古き良き上司との再会①

古き良き上司との再会

イギリスの国民保険サービス、NHSで働いてもう18年になる。思ってみれば、恐ろしい位長い時間だ。

働き始めた頃は、NHSで出会う上司を日本の上司と良く比べたものだった。けれども、イギリス人と日本人の働き方からしてそもそも違い、しかも日本ではプライベートセクター、民間企業でのみ働いたことがあった。

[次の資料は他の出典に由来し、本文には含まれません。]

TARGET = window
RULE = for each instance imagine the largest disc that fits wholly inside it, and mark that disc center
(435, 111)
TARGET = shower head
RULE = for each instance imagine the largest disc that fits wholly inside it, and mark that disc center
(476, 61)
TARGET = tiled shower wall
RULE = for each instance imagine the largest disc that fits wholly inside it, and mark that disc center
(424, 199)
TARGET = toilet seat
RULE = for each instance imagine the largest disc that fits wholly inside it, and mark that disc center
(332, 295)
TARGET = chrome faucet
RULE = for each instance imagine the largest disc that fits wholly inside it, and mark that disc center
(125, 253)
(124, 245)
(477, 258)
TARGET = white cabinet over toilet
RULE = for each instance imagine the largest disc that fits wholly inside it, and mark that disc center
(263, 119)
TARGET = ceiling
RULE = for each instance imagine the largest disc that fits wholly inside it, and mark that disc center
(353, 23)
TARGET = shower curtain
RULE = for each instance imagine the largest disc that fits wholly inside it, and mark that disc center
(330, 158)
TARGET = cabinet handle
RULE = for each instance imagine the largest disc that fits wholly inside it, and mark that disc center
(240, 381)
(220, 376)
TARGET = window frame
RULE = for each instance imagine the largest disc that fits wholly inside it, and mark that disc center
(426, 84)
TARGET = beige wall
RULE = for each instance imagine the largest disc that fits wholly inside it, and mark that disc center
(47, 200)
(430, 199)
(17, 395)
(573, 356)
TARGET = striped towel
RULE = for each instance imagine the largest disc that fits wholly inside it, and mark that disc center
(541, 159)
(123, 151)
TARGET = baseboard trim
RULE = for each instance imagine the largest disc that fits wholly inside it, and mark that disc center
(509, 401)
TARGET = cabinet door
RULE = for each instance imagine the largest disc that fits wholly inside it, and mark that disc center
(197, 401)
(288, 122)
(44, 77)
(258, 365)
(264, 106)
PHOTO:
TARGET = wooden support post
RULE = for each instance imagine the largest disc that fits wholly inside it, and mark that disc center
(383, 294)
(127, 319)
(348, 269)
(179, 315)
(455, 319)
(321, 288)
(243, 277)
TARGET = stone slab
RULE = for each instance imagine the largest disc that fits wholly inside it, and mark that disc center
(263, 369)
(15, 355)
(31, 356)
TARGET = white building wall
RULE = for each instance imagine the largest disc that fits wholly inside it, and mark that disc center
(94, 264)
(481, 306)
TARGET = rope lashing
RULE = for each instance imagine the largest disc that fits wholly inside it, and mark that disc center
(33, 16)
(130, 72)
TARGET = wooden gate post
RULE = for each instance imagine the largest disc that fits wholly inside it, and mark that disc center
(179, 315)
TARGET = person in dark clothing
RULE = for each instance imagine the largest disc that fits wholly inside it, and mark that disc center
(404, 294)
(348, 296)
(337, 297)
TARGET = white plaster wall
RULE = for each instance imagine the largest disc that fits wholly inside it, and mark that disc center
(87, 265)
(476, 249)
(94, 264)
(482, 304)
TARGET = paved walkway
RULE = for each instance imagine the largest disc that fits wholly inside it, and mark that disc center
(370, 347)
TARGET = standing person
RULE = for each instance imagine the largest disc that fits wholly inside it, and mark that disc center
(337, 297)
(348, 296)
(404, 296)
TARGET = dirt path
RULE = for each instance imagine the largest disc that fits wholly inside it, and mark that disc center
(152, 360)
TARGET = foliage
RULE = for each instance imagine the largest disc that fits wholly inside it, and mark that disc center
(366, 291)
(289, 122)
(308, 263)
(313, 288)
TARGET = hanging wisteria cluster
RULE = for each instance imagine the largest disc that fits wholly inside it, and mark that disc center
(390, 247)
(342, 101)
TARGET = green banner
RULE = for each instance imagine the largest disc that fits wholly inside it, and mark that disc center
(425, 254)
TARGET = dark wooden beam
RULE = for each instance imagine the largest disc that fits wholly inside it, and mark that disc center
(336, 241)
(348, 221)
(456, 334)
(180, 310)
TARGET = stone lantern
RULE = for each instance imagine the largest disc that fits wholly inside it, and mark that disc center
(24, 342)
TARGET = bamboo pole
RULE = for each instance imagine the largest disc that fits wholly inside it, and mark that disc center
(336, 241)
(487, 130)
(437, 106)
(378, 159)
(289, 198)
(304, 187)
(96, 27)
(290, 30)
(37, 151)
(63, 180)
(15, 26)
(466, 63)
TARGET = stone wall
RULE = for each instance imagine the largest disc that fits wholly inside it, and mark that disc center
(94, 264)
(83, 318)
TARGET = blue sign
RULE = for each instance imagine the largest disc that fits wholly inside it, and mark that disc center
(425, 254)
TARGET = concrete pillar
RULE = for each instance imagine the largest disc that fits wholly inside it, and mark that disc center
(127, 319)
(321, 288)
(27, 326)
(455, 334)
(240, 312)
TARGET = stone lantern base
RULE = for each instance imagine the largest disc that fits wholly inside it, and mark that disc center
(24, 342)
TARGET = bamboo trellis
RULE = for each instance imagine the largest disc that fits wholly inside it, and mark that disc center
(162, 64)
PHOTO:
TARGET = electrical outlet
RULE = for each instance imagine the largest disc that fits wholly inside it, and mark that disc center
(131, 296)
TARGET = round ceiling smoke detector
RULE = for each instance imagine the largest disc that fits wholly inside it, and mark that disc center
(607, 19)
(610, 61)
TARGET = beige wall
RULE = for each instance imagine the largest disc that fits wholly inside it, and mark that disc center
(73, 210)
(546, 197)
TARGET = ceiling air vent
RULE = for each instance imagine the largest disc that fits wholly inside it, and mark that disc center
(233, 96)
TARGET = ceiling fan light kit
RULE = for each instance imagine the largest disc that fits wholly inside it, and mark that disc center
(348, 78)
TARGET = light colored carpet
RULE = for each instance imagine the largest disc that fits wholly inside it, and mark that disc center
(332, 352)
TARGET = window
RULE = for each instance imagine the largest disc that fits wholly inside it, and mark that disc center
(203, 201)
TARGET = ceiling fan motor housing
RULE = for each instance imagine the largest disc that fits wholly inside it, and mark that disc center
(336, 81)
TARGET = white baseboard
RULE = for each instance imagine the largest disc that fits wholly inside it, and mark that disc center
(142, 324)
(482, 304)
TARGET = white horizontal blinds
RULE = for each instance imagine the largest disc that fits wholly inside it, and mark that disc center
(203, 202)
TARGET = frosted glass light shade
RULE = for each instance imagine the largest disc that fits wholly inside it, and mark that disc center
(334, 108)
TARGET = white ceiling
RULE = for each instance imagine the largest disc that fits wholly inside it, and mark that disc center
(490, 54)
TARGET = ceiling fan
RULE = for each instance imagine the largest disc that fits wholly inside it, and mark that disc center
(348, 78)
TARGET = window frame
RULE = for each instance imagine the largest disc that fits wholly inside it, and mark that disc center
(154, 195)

けれど、NHSは言ってみれば御上の仕事である。そう、税金で給料が賄われているのだから、日本で言えば市役所勤めみないなもの。

となると、またもや働き方は違う。

そんな中でも、一際優れた上司に出会ったのは、NHSで働き始めて4年目頃の事だった。

始めは病院で働いていた私ですが、部署移動をして、自分の興味が余り無いOrthotics、日本語では義肢装具の部署で単純作業と、マンチェスター出身のおばちゃんや、個性的なガラの悪いお姉さんと働いていました。そんな中、健康促進部での事務職を自宅から近くしかも給料が良い仕事の求人を見つけて応募したところ、幸いに採用していただいた。その時の面接もしてくれた上司。

少し話はズレますが、NHSでの面接は今までいつも3人の面接官がいました。これは結構シニアなポジション、高給な仕事でも3人のパネラーが一般的なようです。

そう、その中の一人、スコットランド人のジャシンタ。
ジャシンタはとても頭が良い、inteligentで、彼女から来るeメールは大文字で始める所が小文字のままだったりとか、英語の書き方も独特で偶に何回か読まないと内容がわからなかったり。そして、喋るとなると、スコットランドでもグラスゴーのアクセントが強くって何言ってんの???となることが多々だった。

しかし彼女の仕事ぶりと、人をマネージするスキルは今までに無くずば抜けている。彼女は回りくどい事も言わなければ、物事をオブラートに包んだこともしない。はっきりしている、分かりやすい。マネージャーだから、スタッフの事を噂はしないが、人を見る目も良い。しかし、それが嫌な人も結構いるのだ。しかも、イギリスは地域によって人柄が違い、この辺り南の方の人々は、はっきりものを言わないのは普通である。英語で言う、stand-offishで、マナーは良いがあまり愛想良くないといったところだろうか。

イギリスで働いて実はあまりイギリス人の働き方を尊敬することは無かったが、彼女に出会ってその気持ちが変わった。

健康促進部の仕事はやはり自分の興味が有ることだから、以前よりも内容は楽しかった。2型糖尿病患者の為のクラスを設定して患者を呼んだり、禁煙のサポートなどの予約などの事務職から始めた。

毎度の事ながら、オフィスに他の部署の方々もいらっしゃるけれど、私だけが外国人、しかも皆さん白人だった。しかし、少しした所で、健康促進部にイギリス人だけれどパキスタンの両親を持つ女性や、他の部署のインド人の方々が見え始めて、少し安心したのを覚えている。私だけじゃない、白人じゃないのは。なんせ、この田舎では町を歩いても白人しか見ないのが普通である。